Read books from my unread shelf
I have so many unread books in my possession! Again, no numbers or benchmarks – just pick a few books I already own and try and get them read. The key is NO PRESSURE, people.
Don’t worry about setting an annual reading number goal
I get that some people like to set a reading goal and then race to read as many short books as possible at the end of the year in order to meet it. I know it helps some people to have a goal that they always meet, no matter what. This is not my approach. I look at my Goodreads goal as a low minimum. I find a low number I know I can reach and set it there so that I have something that will help me keep track, without making me feel like a loser if I don’t reach it. Privately, I do try and exceed my goal from the previous year if possible but it’s not a MUST DO. Since I have been doing this, I have found my reading to be much better on the quality side (even if it is not always as high-achieving on quantity.)
Keep the amounts of books I mark “did not finish” (DNF) in check
I previously would DNF tons of books, literally tossing them left and right until something finally stuck. I know many people espouse the virtues of not finishing a book if it is not working for you, but I was out of control. I finally decided to try sticking with a book for awhile…not forever….but to try reading 50 to 100 pages of a book BEFORE DNFing it. This really has helped the quality of my reading life, allowing me to get through books I previously would not have – some of which I ended up loving. (Where this has failed me is getting through 70% of a book and then still DNFing it….that is a royal waste of time and is highly frustrating. However, I can only think of a few books that happened with for the whole year.) Conversely, if you NEVER DNF a book, but you are very slowly getting through your current read. You are probably finding TV or other activities more enticing than reading and you are wasting a lot of time on a book that, let’s face it, may just not be for you. Bottom line, find balance that works for you on what books you DNF and stay away from the extremes (DNFing everything to DNFing nothing).

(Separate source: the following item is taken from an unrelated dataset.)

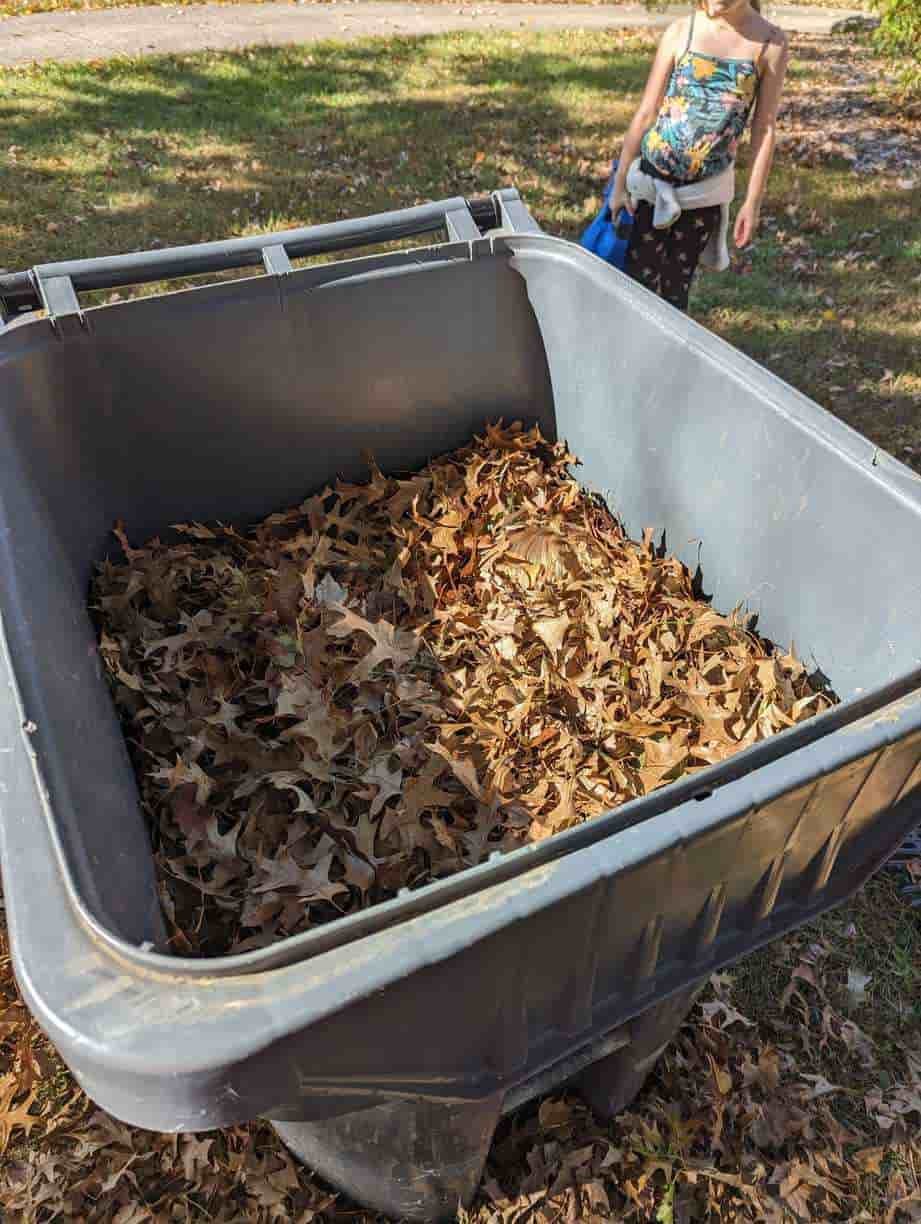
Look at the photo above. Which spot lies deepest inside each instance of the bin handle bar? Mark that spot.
(463, 219)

Don’t just read new releases
This was my first year blogging about books and being active in the Instagram #bookstagram community. In the past, I have always read a lot of back list (older, non new release) titles because they are usually so much cheaper and more readily available. This year, I read way more new releases than I ever have before (about half of the books I read in 2019 were ALSO published in 2019) and honestly, it was probably one of the best reading years I have had in a long time. So, I hope to continue reading new releases but I plan on being sure I make a concerted effort not to leave beloved back list titles in the dust. They are usually easier to come by and are often even free (library) so I naturally get through more of them and that helps my overall reading in a big way.
Two words: audio books
Downloading an audio book to listen to when I am running, driving around town running errands or just while I am folding laundry was a game changer for me this year. I used to only listen to nonfiction and I still gravitate towards those on audio. However, I have also started slotting in some fiction, especially mystery/thriller, and any other books I hear from book reviewers, podcasters or other book lover sources are especially good on audio. I have found that this also has added benefits. When I am particularly in to an audio book, it makes me excited to do mundane house chores, move my body more (with ear buds IN), and even run my millionth errand of the day.